Background: Mutations in CACNA1F, which encodes the Ca(v)1.4 subunit of a voltage-gated L-type calcium channel, cause X-linked incomplete congenital stationary night blindness (CSNB2), a condition of defective retinal neurotransmission which results in night blindness, reduced visual acuity, and diminished ERG b-wave. We have characterized two putative murine CSNB2 models: an engineered null-mutant, with a stop codon (G305X); and a spontaneous mutant with an ETn insertion in intron 2 of Cacna1f (nob2).
Methods: Cacna1f ( G305X ): Adults were characterized by visual function (photopic optokinetic response, OKR); gene expression (microarray) and by cell death (TUNEL) and synaptic development (TEM). Cacna1f ( nob2 ): Adults were characterized by properties of Cacna1f mRNA (cloning and sequencing) and expressed protein (immunoblotting, electrophysiology, filamin [cytoskeletal protein] binding), and OKR.

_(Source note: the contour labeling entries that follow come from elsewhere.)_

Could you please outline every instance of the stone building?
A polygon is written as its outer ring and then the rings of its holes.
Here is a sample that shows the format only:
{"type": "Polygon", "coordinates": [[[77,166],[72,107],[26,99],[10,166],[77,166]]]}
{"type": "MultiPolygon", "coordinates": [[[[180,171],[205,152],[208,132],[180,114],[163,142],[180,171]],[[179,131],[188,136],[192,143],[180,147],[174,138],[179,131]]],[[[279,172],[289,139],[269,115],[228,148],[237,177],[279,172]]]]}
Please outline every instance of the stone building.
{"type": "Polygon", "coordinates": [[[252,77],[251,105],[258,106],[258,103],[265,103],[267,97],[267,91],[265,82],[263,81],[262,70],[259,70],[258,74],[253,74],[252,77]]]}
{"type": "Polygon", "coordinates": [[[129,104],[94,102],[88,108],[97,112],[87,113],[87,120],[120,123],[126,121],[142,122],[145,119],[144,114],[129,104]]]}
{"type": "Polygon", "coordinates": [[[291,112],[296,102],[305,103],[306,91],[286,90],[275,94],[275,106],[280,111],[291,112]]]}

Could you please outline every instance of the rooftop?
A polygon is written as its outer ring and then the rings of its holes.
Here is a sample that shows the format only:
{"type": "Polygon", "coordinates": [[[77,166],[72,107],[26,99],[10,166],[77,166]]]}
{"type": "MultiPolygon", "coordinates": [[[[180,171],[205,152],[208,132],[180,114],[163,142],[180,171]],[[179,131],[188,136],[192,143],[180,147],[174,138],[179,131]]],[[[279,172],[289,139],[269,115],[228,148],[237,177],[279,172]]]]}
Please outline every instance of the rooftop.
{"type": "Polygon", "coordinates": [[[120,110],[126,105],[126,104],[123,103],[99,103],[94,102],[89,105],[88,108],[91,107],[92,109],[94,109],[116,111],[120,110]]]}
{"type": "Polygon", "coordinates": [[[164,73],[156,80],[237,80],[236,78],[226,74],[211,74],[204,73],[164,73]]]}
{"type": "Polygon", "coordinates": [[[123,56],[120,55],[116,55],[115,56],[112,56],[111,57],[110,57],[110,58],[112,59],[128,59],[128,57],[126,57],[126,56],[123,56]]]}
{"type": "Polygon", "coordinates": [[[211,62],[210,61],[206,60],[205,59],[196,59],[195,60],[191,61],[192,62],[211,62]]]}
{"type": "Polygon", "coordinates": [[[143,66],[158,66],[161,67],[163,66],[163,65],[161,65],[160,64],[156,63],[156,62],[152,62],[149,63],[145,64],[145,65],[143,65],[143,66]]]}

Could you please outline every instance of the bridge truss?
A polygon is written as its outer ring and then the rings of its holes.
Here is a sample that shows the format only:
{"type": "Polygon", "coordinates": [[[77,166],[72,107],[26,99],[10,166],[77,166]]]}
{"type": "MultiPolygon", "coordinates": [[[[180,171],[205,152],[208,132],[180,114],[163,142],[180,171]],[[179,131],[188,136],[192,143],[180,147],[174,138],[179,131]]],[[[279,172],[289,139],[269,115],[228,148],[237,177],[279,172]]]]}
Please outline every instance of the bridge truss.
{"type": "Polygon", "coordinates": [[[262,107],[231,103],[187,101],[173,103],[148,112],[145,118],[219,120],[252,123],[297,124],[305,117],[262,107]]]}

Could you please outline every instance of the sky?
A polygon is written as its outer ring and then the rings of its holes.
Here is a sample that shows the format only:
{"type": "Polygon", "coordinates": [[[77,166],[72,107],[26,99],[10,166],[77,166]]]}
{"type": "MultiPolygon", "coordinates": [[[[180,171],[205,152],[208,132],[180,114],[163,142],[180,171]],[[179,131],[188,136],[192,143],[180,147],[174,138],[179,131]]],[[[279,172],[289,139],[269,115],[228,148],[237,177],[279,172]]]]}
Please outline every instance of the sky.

Results: The null mutation in Cacna1f ( G305X ) mice caused loss of cone cell ribbons, failure of OPL synaptogenesis, ERG b-wave and absence of OKR. In Cacna1f ( nob2 ) mice alternative ETn splicing produced ~90% Cacna1f mRNA having a stop codon, but ~10% mRNA encoding a complete polypeptide. Cacna1f ( nob2 ) mice had normal OKR, and alternatively-spliced complete protein had WT channel properties, but alternative ETn splicing abolished N-terminal protein binding to filamin.
Conclusions: Ca(v)1.4 plays a key role in photoreceptor synaptogenesis and synaptic function in mouse retina. Cacna1f ( G305X ) is a true knockout model for human CSNB2, with prominent defects in cone and rod function. Cacna1f ( nob2 ) is an incomplete knockout model for CSNB2, because alternative splicing in an ETn element leads to some full-length Ca(v)1.4 protein, and some cones surviving to drive photopic visual responses.